Комментариев пока нет
Рубрика: Без рубрики
04.09.2009
Одержимый живописью
Писать о художнике трудно. Может ли быть более тривиальное начало рассказа или беседы о представителе, пожалуй, самой визуальной профессии на земле? Даже блестяще написанный тургеневский пейзаж вызовет в каждом из нас ассоциации с собственными воспоминаниями о восходе солнца, лучи которого так причудливо окрашивают просыпающуюся природу. Но цвет словом не опишешь — это надо видеть собственными глазами.
Посему встреча с художником, с его произведениями должна проходить непосредственно на выставке или в мастерской. А сегодняшний гость нашего еженедельника – участник многочисленных вернисажей, как отечественных, так и зарубежных. Так что лучше о нём узнать в живом разговоре, понять его человеческие и творческие позиции, чтобы как можно более объёмно вылепить словесный потрет известного в стране мастера живописи и монументального искусства Александра Мичри.

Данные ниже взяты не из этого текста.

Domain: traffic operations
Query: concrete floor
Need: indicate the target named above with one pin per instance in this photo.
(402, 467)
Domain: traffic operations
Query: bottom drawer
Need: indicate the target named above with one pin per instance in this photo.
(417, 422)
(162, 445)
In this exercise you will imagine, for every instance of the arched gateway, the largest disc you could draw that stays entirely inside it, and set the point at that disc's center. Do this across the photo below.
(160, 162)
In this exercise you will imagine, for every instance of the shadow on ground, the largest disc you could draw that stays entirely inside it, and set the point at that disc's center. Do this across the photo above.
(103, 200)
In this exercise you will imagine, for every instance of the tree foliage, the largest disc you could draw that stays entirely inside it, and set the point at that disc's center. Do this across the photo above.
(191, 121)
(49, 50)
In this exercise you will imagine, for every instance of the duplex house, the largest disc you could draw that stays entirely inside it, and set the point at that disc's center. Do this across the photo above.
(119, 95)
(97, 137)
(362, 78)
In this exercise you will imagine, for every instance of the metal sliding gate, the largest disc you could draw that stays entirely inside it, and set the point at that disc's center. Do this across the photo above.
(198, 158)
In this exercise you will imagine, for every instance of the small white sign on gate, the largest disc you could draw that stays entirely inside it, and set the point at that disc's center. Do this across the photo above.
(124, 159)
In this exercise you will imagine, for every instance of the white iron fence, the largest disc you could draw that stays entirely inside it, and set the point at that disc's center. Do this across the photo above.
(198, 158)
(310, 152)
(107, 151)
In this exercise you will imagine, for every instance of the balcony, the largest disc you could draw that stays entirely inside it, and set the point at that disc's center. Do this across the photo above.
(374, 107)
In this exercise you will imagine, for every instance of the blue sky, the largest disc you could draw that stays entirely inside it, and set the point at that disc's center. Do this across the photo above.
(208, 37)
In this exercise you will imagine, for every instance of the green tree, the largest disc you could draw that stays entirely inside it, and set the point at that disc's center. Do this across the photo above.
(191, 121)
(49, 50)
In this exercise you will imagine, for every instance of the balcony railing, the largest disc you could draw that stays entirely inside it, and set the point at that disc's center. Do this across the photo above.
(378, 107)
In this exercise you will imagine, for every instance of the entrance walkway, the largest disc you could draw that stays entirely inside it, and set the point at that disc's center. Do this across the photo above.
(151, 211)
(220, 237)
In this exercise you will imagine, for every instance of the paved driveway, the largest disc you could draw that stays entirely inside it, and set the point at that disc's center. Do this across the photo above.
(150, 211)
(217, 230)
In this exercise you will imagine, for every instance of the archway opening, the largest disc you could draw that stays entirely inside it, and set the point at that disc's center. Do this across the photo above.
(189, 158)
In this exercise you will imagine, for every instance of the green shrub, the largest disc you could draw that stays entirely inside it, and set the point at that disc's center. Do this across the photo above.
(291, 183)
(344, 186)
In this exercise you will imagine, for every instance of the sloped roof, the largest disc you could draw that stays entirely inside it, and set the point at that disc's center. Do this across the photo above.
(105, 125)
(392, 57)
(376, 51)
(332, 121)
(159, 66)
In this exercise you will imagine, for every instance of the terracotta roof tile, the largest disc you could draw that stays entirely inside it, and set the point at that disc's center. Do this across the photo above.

— Дорогой Александр Ильич. Вот сижу перед тобой и делаю вид, что тебя не знаю, но очень хочу с тобой познакомиться. Возьму один из каталогов, богатое оформление которых уже настраивает на пафосное их прочтение, и выберу из них хоть несколько строк о тебе: «С 1957 года участник крупнейших художественных экспозиций, ставших значительными явлениями развития отечественной культуры. Он от природы наделён самобытным талантом видения в повседневном, обыденном удивительной красоты и поэзии окружающего мира. Будучи монументалистом по образованию, Мичри в своей станковой живописи предстаёт тихим романтиком, чьё творчество выделяется особым отношением к жизни, в котором счастливо отразились искренняя увлечённость натурой, верность реалистическим традициям и незаурядность образного мышления...» Ну и так далее.

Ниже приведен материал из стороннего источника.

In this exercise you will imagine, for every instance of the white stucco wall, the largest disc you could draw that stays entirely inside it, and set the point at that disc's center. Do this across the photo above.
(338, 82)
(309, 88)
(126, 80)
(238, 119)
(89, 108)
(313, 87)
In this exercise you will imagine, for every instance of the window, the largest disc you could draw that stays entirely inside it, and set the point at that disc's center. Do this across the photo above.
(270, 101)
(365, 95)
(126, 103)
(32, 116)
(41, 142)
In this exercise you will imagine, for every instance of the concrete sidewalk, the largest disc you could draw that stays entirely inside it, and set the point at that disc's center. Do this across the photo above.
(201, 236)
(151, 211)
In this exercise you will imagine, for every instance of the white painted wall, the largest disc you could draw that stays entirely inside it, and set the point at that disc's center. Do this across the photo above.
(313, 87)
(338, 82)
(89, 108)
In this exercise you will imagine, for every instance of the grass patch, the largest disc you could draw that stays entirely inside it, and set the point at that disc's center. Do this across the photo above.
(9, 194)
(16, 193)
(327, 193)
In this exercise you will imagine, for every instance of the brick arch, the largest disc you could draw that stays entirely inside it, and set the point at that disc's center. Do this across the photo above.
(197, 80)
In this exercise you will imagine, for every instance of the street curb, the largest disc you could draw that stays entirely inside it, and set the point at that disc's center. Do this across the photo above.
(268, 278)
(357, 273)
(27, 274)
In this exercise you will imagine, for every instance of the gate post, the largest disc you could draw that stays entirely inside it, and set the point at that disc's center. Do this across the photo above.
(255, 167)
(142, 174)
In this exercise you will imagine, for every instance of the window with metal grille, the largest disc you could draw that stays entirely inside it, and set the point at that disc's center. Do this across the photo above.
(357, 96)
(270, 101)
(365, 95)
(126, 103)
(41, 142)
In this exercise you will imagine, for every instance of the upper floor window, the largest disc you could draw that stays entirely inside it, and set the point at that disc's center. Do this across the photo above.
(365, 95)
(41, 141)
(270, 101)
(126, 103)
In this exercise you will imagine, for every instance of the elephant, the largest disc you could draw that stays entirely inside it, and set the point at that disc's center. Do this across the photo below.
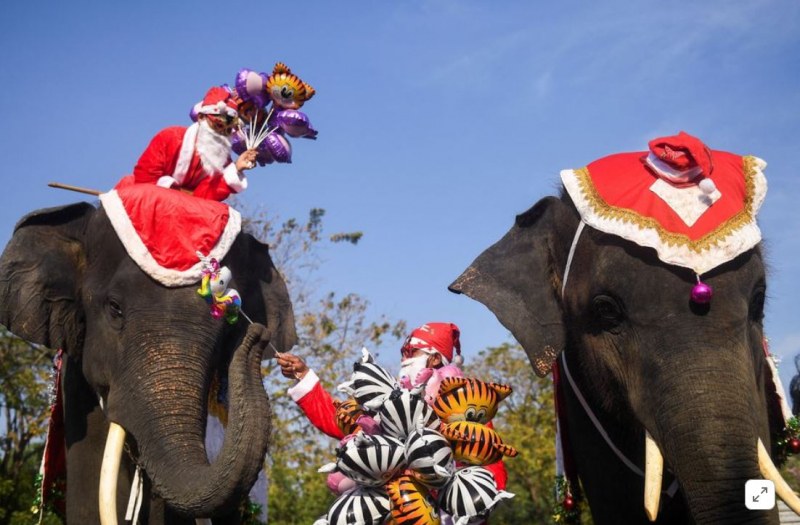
(657, 371)
(140, 358)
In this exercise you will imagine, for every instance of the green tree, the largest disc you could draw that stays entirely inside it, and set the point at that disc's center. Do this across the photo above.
(25, 385)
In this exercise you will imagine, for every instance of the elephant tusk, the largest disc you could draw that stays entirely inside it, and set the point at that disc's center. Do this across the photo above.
(109, 473)
(770, 472)
(653, 473)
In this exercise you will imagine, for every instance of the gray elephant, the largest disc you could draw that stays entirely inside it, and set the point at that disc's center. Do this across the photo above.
(646, 369)
(140, 359)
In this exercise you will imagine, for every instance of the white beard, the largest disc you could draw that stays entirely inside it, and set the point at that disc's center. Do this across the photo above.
(214, 149)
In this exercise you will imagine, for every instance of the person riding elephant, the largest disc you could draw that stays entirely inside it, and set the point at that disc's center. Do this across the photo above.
(197, 159)
(117, 290)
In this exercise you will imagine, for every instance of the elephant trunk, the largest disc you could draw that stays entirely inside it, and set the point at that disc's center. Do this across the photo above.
(711, 445)
(170, 437)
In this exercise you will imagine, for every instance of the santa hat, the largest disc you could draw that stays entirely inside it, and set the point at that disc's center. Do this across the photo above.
(218, 101)
(442, 338)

Вот, Саша, каким высоким слогом ты вошёл в моё воображение. Теперь я спокойно начинаю озираться по сторонам в твоём изысканно артистическом интерьере, отдавая должное уюту и сердечности, что – понимаю! – во многом достигнуто благодаря твоей очаровательной супруге Наталье Савельевой. Спасибо, что даёшь мне возможность познакомиться с тобой не через обтекаемость слога равнодушного искусствоведа, строки которого «продекламировал» минуту назад.
Картины на стенах твоих великолепны и так различны по почерку своему.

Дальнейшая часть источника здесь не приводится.